About
Elena Machado Sáez is a
Professor of English at Bucknell University, where she teaches courses on contemporary American, US Latino/a, and Caribbean diaspora literatures. She earned her PhD in English at SUNY Stony Brook and her undergraduate degree in English at Fordham University.
Dr. Machado Sáez recently completed
an essay offering an MFA teleology for US Latinx literature,
two essays on Lin-Manuel Miranda’s musicals,
In the Heights and
Hamilton, and
an article comparing Miranda’s self-representation and modes of affiliation on Twitter to that of other Latinx writers.
She is author of
Market Aesthetics: The Purchase of the Past in Caribbean Diasporic Fiction (University of Virginia Press 2015). The book analyzes historical fiction by Caribbean diasporic authors in Britain, Canada and the United States as part of a global literary trend that addresses the relationship between ethnic writers and their audiences. Machado Sáez argues that the novels address the problematic of intimacy and ethics in relation to readership by focusing on how gender and sexuality represent sites of contestation in the formulation of Caribbean identity and history.
Dr. Machado Sáez is also coauthor of
The Latino/a Canon and the Emergence of Post-Sixties Literature (Palgrave Macmillan 2007), which discusses how Cuban-American, Dominican-American, and Puerto Rican literatures challenge established ideas about the relationship between politics and the market.
Publications
Monograph
Machado Sáez, Elena.
Market Aesthetics: The Purchase of the Past in Caribbean Diasporic Fiction. New World Studies Series, Modern Language Initiative. University of Virginia Press, 2015.

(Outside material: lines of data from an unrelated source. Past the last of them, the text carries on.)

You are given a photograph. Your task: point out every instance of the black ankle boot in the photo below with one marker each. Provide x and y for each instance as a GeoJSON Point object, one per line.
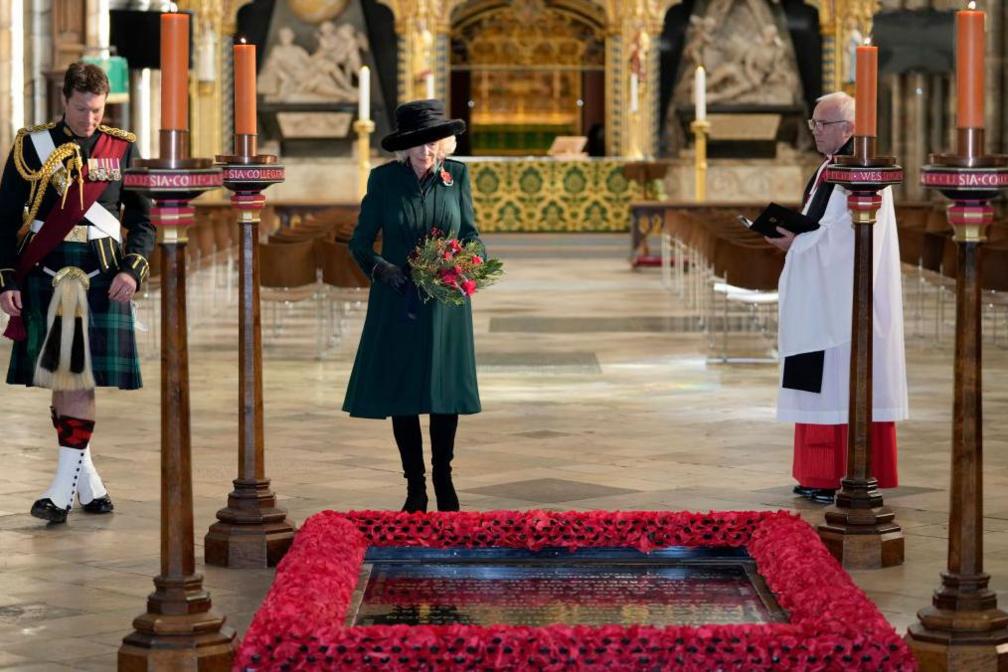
{"type": "Point", "coordinates": [416, 495]}
{"type": "Point", "coordinates": [448, 500]}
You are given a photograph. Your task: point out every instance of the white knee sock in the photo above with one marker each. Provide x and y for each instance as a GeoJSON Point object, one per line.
{"type": "Point", "coordinates": [90, 487]}
{"type": "Point", "coordinates": [64, 485]}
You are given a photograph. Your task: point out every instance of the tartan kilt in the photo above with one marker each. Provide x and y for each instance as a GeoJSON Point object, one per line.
{"type": "Point", "coordinates": [110, 325]}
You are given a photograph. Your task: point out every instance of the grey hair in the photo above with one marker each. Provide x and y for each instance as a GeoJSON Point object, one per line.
{"type": "Point", "coordinates": [842, 102]}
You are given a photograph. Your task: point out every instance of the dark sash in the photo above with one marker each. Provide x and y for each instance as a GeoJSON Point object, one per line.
{"type": "Point", "coordinates": [60, 221]}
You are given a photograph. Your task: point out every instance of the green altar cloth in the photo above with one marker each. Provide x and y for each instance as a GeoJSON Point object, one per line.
{"type": "Point", "coordinates": [546, 194]}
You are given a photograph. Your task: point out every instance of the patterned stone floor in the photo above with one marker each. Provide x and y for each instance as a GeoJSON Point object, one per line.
{"type": "Point", "coordinates": [597, 395]}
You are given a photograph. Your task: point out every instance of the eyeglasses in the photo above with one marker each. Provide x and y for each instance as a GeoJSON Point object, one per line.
{"type": "Point", "coordinates": [819, 124]}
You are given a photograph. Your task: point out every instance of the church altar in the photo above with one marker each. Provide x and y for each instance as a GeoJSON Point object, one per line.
{"type": "Point", "coordinates": [546, 194]}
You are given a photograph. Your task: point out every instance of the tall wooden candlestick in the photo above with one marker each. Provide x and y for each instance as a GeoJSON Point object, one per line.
{"type": "Point", "coordinates": [964, 630]}
{"type": "Point", "coordinates": [178, 631]}
{"type": "Point", "coordinates": [859, 530]}
{"type": "Point", "coordinates": [251, 531]}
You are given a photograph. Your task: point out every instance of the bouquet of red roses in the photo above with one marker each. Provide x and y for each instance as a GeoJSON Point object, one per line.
{"type": "Point", "coordinates": [449, 271]}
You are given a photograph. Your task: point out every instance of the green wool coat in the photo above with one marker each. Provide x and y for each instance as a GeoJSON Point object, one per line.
{"type": "Point", "coordinates": [426, 365]}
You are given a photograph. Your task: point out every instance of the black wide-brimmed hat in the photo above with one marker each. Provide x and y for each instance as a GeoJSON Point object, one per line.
{"type": "Point", "coordinates": [420, 122]}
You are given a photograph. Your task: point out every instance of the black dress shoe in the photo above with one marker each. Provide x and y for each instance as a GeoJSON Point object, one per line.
{"type": "Point", "coordinates": [801, 491]}
{"type": "Point", "coordinates": [824, 496]}
{"type": "Point", "coordinates": [45, 510]}
{"type": "Point", "coordinates": [99, 505]}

Discusses the historical novels of Robert Antoni, Julia Alvarez, Dionne Brand, David Chariandy, Michelle Cliff, Edwidge Danticat, Junot Díaz, Marlon James, Andrea Levy, Ana Menéndez, and Monique Roffey.
Coauthored Book
Dalleo, Raphael and Machado Sáez, Elena.
The Latino/a Canon and the Emergence of Post-Sixties Literature. New York: Palgrave Macmillan, 2007.
Analyzes the relationship of politics and the market in the works of Chantel Acevedo, Julia Alvarez, Angie Cruz, Nilo Cruz, Junot Díaz, Cristina Garcia, Ana Menéndez, Pedro Pietri, Ernesto Quiñonez and Abraham Rodriguez. Paperback version issued in January 2013.
Upcoming Talks and Conferences
“Nilo Cruz’s Sibling Rivalries: Imagining Politics and Sexuality during Cuba’s Special Period.”
- Latin American Theater Today Festival and Symposium, Center for Latin American and Caribbean Studies; University of Kansas, Lawrence, KS; [2020.]
“Debt of Gratitude: Lin-Manuel Miranda and the Politics of US Latinx Twitter.”
- American Society for Theater Research Conference; Arlington, VA; 2019.
“Bodega Sold Dreams: Middle-Class Panic and the Cross-over Aesthetics of In the Heights.”
- 4th Biennial Latina/o Literature Conference; CUNY John Jay; 2019.
“Conscripts of Neoliberalism: Lin-Manuel Miranda’s Twitter Activism.”
- “Digitizing Race: Making Latinxs in the 21st Century” Conference; New York University; 2019.
- Bucknell Digital Scholarship Conference; 2018.